Business analytics and consumer credit score provider FICO announced Thursday that it has recalibrated its popular FICO Score formula to reflect a “more nuanced way to assess consumer collection information.”

To do this, FICO said that the newest iteration of its scoring product, FICO Score 9, will offer a sophisticated treatment differentiating medical from non-medical collection agency accounts. “This will help ensure that medical collections have a lower impact on the score, commensurate with the credit risk they represent,” the company said.

FICO also said that FICO Score 9 will bypass paid collection agency accounts. If a collection agency reports an account of any type as being paid or settled, that mark will no longer be considered derogatory.

FICO said that the new enhancements will help lenders better judge consumer creditworthiness and benefit consumers. It noted that under the new scoring formula, FICO Scores for consumers whose only major derogatory references are unpaid medical debts is expected to increase by 25 points.

The adjustments come shortly after a report from the CFPB on the impact of medical accounts on consumers’ credit scores.

In May, the CFPB released a research report that found consumers’ credit scores may be overly penalized for medical debt that goes into collections and shows up on their credit report. According to the study, credit scoring models may underestimate the creditworthiness of consumers who owe medical debt in collections.

Congress has also turned its attention to medical debt on credit reports. A bill was introduced in the U.S. House last year that would give patients behind on medical bills up to 120 days to work with debt collectors before the debt shows up on the consumer’s credit report.

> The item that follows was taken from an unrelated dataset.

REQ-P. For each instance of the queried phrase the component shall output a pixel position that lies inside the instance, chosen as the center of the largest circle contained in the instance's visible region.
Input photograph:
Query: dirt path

Another bill currently under consideration in both chambers, the “Medical Debt Responsibility Act,” would require credit bureaus to delete reports of any delinquent medical debt within 45 days after it is resolved. In 2012, it received a hearing by the House Committee on Financial Institutions and Consumer Credit, but never made it out of committee to a vote on the floor.

FICO Score 9 also supports the desire of lenders to better assess the risk of consumers with limited credit history – so-called thin files. In the model development process, FICO data scientists represented a consumer’s repayment behavior in degrees of risk.

For example, instead of classifying a consumer as someone who paid or didn’t pay her bills in absolute terms, the various degrees of the consumer’s payment history have been quantified.  The end result is a score with an improved ability to assess the risk of thin files.

The new scores will be available to lenders and credit reporting agencies in the fall, the company said.